= Culturesfrance =

Former French international public agency for culture

Culturesfrance was a project of the French Ministry of Foreign Affairs and Ministry of Culture and Communication charged with promoting French culture around the world. Culturesfrance was created in May 2006 by the merger of the Association française d'action artistique (French Association for Artistic Action, AFAA) and the Association pour la diffusion de la pensée française (Association for the Dissemination of French Thought, ADPF). The ADPF was a project of the Ministry of Foreign Affairs to promote books written in French. The AFAA was founded by the French government in 1922 to promote international cultural exchange and provide development assistance in the arts, including the visual arts, applied arts, architecture, and cultural heritage. In addition, Culturesfrance promoted French cinema.

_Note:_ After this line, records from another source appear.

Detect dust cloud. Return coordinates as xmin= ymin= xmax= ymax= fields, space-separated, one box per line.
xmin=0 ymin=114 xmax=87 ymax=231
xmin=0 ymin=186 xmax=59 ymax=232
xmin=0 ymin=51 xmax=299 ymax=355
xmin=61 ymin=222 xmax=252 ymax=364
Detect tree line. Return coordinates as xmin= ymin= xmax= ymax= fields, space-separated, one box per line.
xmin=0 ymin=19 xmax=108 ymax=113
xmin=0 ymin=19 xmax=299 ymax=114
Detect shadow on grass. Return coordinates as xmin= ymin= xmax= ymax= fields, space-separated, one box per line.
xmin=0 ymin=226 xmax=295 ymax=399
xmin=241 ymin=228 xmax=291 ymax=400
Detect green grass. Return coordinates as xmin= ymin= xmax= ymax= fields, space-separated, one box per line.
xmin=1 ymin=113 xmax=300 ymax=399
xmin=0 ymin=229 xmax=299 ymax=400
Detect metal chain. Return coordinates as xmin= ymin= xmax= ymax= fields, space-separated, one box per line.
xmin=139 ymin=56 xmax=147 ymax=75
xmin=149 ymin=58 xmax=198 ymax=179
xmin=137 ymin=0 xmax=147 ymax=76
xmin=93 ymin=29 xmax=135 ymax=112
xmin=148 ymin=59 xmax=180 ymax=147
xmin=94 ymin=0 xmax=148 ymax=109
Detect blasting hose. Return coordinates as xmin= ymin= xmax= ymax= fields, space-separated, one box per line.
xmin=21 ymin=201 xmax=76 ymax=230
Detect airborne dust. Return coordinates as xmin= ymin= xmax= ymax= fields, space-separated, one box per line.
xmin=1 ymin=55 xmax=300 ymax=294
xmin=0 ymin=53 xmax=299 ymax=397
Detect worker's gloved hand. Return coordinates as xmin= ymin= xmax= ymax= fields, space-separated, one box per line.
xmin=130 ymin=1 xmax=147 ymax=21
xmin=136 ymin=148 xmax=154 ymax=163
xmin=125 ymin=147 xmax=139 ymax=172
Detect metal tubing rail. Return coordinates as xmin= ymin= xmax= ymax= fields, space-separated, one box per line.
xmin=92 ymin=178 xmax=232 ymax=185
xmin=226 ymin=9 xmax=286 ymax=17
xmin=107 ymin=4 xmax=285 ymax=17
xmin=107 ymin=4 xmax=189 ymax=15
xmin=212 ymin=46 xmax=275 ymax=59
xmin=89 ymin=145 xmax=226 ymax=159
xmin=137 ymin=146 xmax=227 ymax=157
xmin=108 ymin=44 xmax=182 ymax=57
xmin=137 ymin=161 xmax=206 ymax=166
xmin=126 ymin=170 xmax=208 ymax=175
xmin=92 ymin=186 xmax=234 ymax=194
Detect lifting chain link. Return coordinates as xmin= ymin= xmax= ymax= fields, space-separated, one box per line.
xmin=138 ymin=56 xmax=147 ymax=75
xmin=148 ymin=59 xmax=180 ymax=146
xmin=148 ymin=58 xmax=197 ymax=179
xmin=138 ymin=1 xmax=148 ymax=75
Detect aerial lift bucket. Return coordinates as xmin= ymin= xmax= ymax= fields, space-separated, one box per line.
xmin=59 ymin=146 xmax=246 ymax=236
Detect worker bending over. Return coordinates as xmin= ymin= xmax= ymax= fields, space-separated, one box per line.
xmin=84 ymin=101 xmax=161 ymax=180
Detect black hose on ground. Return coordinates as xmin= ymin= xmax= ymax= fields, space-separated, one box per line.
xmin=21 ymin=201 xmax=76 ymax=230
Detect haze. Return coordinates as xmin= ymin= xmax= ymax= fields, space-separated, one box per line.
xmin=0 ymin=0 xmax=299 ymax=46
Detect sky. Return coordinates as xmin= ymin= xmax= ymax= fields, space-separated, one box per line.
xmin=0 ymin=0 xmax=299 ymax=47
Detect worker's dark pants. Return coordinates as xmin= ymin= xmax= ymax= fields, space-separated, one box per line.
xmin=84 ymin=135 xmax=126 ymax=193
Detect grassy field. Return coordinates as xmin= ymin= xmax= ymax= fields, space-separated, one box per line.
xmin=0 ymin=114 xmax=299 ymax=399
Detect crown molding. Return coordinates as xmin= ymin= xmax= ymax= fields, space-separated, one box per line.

Culturesfrance was a nonprofit organization as defined by the Association loi 1901. It is chaired by Jacques Blot and directed by Olivier Poivre d'Arvor.

In 2010 the French Parliament made the association a non-governmental organization and transferred its duties from the French Ministry of Foreign and European Affairs to a public corporation (établissement public à caractère industriel et commercial, or EPIC) called the Institut français (French Institute). A proposal to create a similar public corporation, the Institut Victor Hugo (Victor Hugo Institute), was rejected by the French Senate in 2009.